Professional journalists have been at the forefront in questioning the legitimacy of social media, and its role in political discourse. They label social media enablers and bloggers as illegitimate transgressors into the hallowed halls of the discipline and the practice of journalism.

What they forget is that social media is simply a technology-mediated articulation of public opinion in the Internet age. Bloggers are the new faces of the community opinion leaders which in pre-Internet times simply expressed their political commentaries in real physical spaces such as sari-sari stores, drinking sessions and plazas.

There is so much talk about lack of accountability on the part of the social media bloggers. There is an impression that they can freely libel anyone, and spread false information that can compromise state security, and get away with it. Worse, they could easily spread rumor and malign people from the security of anonymous accounts. Hence, there is a push to legislate against social media blogging in the guise of preventing fakery and anonymous slander.

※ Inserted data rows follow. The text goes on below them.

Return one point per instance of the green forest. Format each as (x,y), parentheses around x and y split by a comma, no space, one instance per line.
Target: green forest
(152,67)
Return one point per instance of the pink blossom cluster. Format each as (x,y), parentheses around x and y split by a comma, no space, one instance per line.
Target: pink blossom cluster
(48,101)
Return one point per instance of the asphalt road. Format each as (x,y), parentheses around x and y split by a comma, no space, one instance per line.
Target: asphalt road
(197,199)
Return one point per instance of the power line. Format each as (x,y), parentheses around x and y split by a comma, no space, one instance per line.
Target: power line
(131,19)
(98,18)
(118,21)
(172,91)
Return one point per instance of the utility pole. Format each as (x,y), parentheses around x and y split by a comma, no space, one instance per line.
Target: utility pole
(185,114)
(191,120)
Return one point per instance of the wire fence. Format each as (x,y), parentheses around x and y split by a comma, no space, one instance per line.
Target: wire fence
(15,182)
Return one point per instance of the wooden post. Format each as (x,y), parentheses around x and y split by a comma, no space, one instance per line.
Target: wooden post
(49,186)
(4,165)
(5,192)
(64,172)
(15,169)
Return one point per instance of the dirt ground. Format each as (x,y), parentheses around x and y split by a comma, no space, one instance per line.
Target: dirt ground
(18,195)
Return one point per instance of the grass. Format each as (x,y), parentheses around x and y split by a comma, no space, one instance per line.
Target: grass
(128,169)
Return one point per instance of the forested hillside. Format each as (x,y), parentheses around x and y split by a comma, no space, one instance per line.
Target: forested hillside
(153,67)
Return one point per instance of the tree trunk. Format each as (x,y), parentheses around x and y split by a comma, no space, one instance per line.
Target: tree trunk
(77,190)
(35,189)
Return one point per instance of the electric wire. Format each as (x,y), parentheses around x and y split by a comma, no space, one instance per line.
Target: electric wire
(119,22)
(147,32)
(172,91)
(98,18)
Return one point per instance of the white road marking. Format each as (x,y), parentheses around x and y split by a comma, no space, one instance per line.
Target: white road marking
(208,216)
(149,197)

But if one just examines closely the legal context that is in place in our country, there are already enough applicable laws. These include the Revised Penal Code, particularly in its libel provisions, and the anti-cybercrime law. In fact, the punishment for cyber libel is one notch higher than ordinary libel.

Community standards also abound to regulate those who abuse their free speech privileges in the Internet. Accounts can be suspended, or even taken down, including anonymous accounts. And for the latter, #CocoyGate has taught us that simple diligence and the use of information technology can crack the secrecy of these accounts.

Mainstream media, as represented by Ellen Tordesillas, has been harping on government agents being the one propagating fakery in social media. Florin Hilbay, during the #CocoyGate Senate hearings, proposed that an information police be set up to serve as watchdog over government misinformation.

I don’t know where Tordesillas and Hilbay are coming from. They should be told that media is already there to fact-check government through investigative reports. In fact, that is what Tordesillas’ Vera Files has been doing. There is no law that bars media from exposing falsehoods mouthed by government agencies, and if the falsity turns out to have serious implications, there is also no law that bars concerned citizens from filing cases against public officials in the appropriate forum, which could include impeachment, if the offending party is the President.

The intent is obviously to propagate the myth that social media bloggers are beyond the reach of the law, and that they act as if they cannot be held accountable for their actions.

This is a big fat lie.

I am no longer surprised that Leni Robredo has this mindset. But what is laughable is when someone from the Center for Media Freedom and Responsibility, an organization of professional journalists, even said the same thing.

In this country, everyone is covered by libel laws, even the President after his term and the members of Congress if they repeat the libel outside their applicable immunities.

In fact, it has to be pointed out that mainstream media persons who work in networks and newspapers have a legal team retained by their organizations available to defend them when they are accused of libel. This, while social media bloggers are left on their own, unless they are working for some political group as propagandists. But even in such cases, they also face the risk of being abandoned by their patrons when they become liabilities.

Hence, this cry to regulate social media blogging is nothing but a patent attack on freedom of speech, as a form of prior restraint. Those who cry to high heavens about human rights violations, but at the same time push for restricting the right to free speech, should be ashamed.

In the final analysis, it is not about accountability, for there are already legal remedies.

It is simply because mainstream media now fear social media bloggers as powerful competitors, and that politicians consider them as uncontrollable checks to their power.